Das neu aufgelegte DFG-Forschungsprogramm erstreckt sich über sechs Jahre und wird mit insgesamt 10 Millionen Euro gefördert. Hierbei werden 15-20 Forschungseinrichtungen aus ganz Deutschland vernetzt, um in neue wissenschaftliche Gebiete vorzudringen, die von einzelnen Forschern nicht bewältigt werden könnten. Eine zentrale Frage ist, wie bei chemischen Reaktionen in begasten Flüssigkeitsströmungen die Reaktionspartner so zueinander gebracht werden können, dass möglichst nur hochwertige Stoffe entstehen. Mit diesen Grundlagen können künftig Prozesse mit geringerem Ressourcenverbrauch und verringerten Emissionen entwickelt werden.

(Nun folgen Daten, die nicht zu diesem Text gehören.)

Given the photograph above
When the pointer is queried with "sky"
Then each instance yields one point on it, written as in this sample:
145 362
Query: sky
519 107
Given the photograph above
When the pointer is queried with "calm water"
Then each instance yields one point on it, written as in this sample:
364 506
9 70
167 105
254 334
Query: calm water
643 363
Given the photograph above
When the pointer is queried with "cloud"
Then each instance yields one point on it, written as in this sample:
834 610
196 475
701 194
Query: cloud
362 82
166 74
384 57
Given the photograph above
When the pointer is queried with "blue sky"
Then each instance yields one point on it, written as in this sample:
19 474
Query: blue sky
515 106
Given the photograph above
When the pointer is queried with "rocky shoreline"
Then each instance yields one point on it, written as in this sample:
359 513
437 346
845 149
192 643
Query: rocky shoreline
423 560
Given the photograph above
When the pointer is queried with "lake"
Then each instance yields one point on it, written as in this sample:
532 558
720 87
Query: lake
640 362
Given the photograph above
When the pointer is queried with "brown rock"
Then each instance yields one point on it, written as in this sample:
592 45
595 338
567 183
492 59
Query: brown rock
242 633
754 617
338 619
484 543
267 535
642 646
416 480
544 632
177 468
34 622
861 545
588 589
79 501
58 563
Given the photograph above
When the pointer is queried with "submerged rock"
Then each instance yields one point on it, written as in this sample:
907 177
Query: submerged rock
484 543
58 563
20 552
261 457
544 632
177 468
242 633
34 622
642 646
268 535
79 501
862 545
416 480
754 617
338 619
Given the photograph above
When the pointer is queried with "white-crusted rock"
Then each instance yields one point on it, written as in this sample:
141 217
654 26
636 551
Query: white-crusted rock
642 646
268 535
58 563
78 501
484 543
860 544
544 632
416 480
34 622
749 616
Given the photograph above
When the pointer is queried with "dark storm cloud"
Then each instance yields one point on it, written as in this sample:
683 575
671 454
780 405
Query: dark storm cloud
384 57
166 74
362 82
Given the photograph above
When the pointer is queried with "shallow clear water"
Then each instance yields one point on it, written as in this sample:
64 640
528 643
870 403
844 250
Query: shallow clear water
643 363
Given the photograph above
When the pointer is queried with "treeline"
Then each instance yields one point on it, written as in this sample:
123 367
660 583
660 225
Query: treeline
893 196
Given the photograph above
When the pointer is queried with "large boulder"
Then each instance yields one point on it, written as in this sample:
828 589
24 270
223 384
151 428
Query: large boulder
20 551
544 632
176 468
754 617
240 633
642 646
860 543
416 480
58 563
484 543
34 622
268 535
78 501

Initiiert wurde das neue Schwerpunktprogramm durch Akteure des ProcessNet Forschungsnetzwerks "Campus Blasensäulen", um Lücken im Grundlagenwissen zu schließen, die für industrielle Prozesse derzeit einen "Flaschenhals" darstellen. Zum Programmausschuss gehören ebenfalls Prof. Dieter Bothe vom Center of Smart Interfaces der TU Darmstadt, Prof. Ullrich Nieken, Leiter des Instituts für Chemische Verfahrenstechnik der Universität Stuttgart und Frau Prof. Herres-Pawlis vom Department für Chemie der Ludwig-Maximilians-Universität München.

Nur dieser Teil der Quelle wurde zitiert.